Secara keseluruhan, agenda dan tujuan feminisme memang merupakan perjuangan yang patut
didukung karena dapat mensejajarkan posisi pria dan wanita, terutama terkait dengan kenyataan bahwa
kompetensi dan kemampuan yang dimiliki wanita sering melampui kapasitas pria. Namun menurut
opini penulis sekaligus kritikan terhadap bacaan, feminisme ini masih perlu pengembangan lebih jauh

lagi dengan konsep agenda yang lebih jelas, yaitu bagaimana cara konkret untuk mensejajarkan posisi
dua gender tersebut. Selain itu, dekonstruksi feminis terhadap realis juga cenderung bias untuk
diaplikasikan, terutama dalam hal skeptisismenya terhadap entitas negara.
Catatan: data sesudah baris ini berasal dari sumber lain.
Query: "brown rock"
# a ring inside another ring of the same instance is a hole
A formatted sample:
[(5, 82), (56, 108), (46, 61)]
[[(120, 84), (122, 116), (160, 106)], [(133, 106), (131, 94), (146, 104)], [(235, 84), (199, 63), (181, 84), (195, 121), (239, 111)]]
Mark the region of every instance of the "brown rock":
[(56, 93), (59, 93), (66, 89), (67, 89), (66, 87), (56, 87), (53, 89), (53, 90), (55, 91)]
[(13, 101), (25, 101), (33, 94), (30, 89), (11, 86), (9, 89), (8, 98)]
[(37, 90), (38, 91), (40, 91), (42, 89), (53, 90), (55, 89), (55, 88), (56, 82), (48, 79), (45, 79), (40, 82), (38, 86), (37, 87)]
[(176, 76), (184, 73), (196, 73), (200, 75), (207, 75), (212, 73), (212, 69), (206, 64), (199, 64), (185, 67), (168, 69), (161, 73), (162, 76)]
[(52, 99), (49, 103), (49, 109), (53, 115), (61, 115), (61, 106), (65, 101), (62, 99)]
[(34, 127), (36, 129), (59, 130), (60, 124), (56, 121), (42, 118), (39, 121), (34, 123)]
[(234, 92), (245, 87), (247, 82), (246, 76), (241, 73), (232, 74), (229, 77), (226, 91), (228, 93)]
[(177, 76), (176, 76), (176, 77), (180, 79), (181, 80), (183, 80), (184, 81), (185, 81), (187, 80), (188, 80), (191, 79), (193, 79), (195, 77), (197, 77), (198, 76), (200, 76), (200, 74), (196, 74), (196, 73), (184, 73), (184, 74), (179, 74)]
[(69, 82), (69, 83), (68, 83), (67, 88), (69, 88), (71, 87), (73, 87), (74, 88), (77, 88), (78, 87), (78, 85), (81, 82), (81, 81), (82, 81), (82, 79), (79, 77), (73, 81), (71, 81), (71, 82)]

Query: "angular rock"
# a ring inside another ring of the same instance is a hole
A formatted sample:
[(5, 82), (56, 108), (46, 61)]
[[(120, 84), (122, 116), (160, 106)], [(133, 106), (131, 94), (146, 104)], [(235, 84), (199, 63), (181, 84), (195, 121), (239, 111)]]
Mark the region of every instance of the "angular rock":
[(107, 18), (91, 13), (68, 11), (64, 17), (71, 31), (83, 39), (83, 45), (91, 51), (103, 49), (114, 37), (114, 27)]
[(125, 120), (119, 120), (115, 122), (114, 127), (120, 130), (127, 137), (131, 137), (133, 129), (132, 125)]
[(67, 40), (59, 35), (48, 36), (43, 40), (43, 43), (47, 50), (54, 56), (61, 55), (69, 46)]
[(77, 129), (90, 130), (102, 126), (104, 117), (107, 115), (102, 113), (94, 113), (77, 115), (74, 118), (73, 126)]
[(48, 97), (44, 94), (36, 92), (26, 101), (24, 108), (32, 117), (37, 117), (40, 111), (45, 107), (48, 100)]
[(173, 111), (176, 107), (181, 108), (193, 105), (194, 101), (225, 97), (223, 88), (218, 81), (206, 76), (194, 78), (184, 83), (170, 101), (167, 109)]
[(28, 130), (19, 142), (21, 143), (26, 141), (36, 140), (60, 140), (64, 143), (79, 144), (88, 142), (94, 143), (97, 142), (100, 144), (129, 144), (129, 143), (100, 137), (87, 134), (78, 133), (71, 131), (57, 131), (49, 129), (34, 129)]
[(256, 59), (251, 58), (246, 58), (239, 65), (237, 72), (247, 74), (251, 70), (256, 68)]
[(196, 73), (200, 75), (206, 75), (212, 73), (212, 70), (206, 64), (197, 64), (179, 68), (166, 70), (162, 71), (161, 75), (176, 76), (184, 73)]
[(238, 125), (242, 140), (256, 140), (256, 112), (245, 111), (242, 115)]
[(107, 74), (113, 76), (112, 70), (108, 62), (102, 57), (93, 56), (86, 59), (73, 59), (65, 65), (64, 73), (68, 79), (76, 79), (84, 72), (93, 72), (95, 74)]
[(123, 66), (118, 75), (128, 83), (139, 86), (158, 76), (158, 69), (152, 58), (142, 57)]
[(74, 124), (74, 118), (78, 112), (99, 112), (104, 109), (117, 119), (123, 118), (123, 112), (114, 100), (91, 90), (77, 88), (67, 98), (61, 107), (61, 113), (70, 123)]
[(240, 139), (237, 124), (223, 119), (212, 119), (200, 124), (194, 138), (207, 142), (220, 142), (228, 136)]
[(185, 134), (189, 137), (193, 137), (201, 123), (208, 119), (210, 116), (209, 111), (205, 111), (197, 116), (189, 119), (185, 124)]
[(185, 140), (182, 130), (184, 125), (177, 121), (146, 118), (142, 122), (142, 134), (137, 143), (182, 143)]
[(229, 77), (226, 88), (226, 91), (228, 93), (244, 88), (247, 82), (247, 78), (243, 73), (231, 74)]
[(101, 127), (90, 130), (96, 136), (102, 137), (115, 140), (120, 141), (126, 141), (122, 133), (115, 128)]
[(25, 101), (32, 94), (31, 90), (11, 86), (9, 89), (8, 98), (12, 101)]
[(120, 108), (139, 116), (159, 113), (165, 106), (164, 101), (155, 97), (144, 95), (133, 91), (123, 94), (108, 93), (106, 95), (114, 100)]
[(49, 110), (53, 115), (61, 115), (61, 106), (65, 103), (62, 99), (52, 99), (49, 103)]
Dalam keduanya masih
memfokuskan pada apa yang seharusnya didapatkan oleh kaum feminis, namun tidak memberikan
soulsi konkret untuk menghentikan permasalahan kesetaraan gender.

Referensi :
Fukuyama, Francis. 1998. “Women and the Evolution of World Politics”. Foreign Affairs, 77,
5m, h 24-40
Tickner, J. Ann. 1992.. “Engendered Insecurities: Feminist Perspectives on International
Relations’, dalam Gender in International Relations, New York: Columbia University
Bokks, Chapter 1.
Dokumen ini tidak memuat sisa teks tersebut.